The Independence Day holiday weekend is normally a busy time at car dealers, with widespread promotions and discounts to draw in customers.

This year is a little different since dealers face a shortage of cars and attractive deals are much harder to come by. But that doesn’t mean they don’t exist.

“As the pandemic threat subsides, we're seeing interesting ripple effects," said Kelsey Mays, Cars.com consumer news editor. "There is an inventory shortage driving people long distances to find their desired vehicle; a resurgence of vacations with more domestic travel by car; and the normalization of in-person shopping with a continued focus on 'buying local' to support the American economy."

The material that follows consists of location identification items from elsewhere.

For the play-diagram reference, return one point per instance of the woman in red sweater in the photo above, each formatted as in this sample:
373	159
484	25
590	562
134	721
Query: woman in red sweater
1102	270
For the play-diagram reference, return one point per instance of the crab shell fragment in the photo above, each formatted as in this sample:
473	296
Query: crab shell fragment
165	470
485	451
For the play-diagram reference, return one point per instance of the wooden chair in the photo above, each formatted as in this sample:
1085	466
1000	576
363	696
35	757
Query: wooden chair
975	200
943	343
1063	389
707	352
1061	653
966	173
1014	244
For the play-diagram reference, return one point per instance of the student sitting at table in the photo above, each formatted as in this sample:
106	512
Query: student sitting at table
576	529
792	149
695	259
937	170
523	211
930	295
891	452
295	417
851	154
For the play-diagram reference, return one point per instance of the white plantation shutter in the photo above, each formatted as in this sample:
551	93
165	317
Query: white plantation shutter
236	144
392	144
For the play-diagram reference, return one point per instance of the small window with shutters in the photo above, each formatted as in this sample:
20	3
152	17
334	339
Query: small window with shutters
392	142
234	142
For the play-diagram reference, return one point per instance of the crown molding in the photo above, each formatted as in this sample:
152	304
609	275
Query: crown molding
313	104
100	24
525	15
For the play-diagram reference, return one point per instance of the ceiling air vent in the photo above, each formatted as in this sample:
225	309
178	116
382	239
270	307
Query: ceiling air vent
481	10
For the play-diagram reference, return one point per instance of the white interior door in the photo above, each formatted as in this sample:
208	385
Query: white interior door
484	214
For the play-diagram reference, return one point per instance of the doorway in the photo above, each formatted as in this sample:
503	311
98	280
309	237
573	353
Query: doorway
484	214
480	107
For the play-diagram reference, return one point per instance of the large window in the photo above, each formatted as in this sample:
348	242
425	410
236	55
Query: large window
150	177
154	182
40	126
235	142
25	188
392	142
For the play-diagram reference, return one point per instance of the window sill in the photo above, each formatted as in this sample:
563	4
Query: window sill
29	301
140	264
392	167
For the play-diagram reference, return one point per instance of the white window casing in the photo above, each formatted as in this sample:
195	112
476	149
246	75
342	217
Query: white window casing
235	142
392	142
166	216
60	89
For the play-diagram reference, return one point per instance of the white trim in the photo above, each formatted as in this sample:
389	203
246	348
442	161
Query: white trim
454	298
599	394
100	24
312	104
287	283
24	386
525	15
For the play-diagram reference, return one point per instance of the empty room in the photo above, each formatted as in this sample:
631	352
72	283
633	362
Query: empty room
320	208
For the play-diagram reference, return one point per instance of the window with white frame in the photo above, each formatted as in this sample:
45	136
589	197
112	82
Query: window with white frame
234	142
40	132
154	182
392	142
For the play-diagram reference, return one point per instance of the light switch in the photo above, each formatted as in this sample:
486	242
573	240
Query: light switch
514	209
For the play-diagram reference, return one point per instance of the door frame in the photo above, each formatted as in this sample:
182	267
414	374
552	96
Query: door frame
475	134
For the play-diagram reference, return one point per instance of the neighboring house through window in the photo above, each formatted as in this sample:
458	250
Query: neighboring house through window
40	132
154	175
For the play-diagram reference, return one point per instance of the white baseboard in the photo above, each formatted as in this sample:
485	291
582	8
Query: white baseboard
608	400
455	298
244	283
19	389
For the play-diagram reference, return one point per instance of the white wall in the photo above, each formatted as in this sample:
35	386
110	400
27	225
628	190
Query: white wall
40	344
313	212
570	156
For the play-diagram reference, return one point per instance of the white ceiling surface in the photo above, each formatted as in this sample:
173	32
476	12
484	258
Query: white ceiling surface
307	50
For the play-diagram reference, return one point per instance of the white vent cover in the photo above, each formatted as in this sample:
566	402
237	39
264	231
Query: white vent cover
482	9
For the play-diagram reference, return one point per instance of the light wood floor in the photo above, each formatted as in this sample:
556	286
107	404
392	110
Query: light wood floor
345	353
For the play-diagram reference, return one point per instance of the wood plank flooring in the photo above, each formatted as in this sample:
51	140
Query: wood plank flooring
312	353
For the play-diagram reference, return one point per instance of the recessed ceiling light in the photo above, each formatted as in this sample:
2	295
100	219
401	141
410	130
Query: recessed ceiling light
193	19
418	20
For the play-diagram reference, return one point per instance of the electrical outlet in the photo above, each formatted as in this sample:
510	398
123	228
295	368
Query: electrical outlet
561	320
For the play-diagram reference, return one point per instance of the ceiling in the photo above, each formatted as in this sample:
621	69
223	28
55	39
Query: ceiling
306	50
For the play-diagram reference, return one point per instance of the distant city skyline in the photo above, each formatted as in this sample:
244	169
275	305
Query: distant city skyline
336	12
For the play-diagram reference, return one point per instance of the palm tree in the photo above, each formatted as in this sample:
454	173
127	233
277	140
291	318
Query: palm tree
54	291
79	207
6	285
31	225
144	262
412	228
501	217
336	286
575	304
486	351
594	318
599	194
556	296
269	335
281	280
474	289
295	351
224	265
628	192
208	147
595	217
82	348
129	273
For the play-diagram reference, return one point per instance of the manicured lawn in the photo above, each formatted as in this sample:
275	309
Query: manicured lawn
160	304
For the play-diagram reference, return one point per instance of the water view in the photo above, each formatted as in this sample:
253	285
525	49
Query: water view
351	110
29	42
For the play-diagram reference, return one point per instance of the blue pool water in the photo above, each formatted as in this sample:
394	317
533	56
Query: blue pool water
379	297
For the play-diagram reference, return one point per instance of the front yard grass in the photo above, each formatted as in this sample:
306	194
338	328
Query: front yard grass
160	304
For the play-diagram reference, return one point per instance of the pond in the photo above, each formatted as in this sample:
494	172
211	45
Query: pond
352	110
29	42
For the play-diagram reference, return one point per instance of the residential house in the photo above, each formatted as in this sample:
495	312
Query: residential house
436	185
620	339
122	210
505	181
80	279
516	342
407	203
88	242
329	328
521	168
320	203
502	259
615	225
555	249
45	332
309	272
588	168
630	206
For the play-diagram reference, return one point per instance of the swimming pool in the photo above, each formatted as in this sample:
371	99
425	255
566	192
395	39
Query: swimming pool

And while many dealers are charging more than the sticker price for a new car, researchers at Cars.com have found a few attractive Fourth of July deals on cars built in the U.S. For example, the Honda Passport, an SUV built in Alabama, comes with a $1,250 cash discount down payment or lease assistance. 

Or, creditworthy customers can secure 0% financing for 36 months from Honda's financing arm. Just be prepared to pay the sticker price of between $32,500 to $48,500. The offer ends July 6.

Up to $2,000 cash rebates

Car shoppers may also find relatively attractive terms on Hyundai Sonata, also built in Alabama. Participating dealers are offering $1,500 to $2,000 off in most markets, depending on the trim level. 

Buyers who finance at standard rates through Hyundai can get another $500 off in most regions. Again, creditworthy customers can get 0% financing for 60 months plus $1,000 bonus cash and in some regions of the country. 

Best of all, shoppers may find a better selection of Sonatas than some other models. Cars.com reports the Sonata is spending an average of 95 days on dealer lots.

The Toyota Avalon, assembled in Georgetown, Ky., may also offer a buying opportunity over the holiday weekend. Participating dealers are knocking $1,500 to $2,000 off Toyota's full-size sedan. However, some deals may require buyers to finance through Toyota at standard rates.

In most areas of the country, shoppers who finance or lease their Avalon can also get another $1,000, although some areas restrict the bonus to select trims. Alternatively, creditworthy shoppers can get 0.9% financing for 60 months in most regions, though a few areas have higher rates or no offers at all, so it pays to shop around.

Used car bargains are scarce

Finding a good deal on a used car or truck might be even harder this holiday weekend. In some cases, a used vehicle can cost nearly as much as a new one.

"Finding the right used car can be challenging - not only are some models in short supply, but the average age of a used car on the road today is about 12 years old," said Brian Moody, executive editor at Autotrader. "A lot has changed in terms of performance, technology and safety in those 12 years.”

Moody says that’s why used car buyers should make sure the used vehicle they purchase at a premium price is reliable. On Autotrader’s short list of good used vehicles are:

Keep in mind that these models may be in short supply so comparing prices at more than one dealer may help you find a better deal. Click the links above to read thousands of verified ConsumerAffairs reviews.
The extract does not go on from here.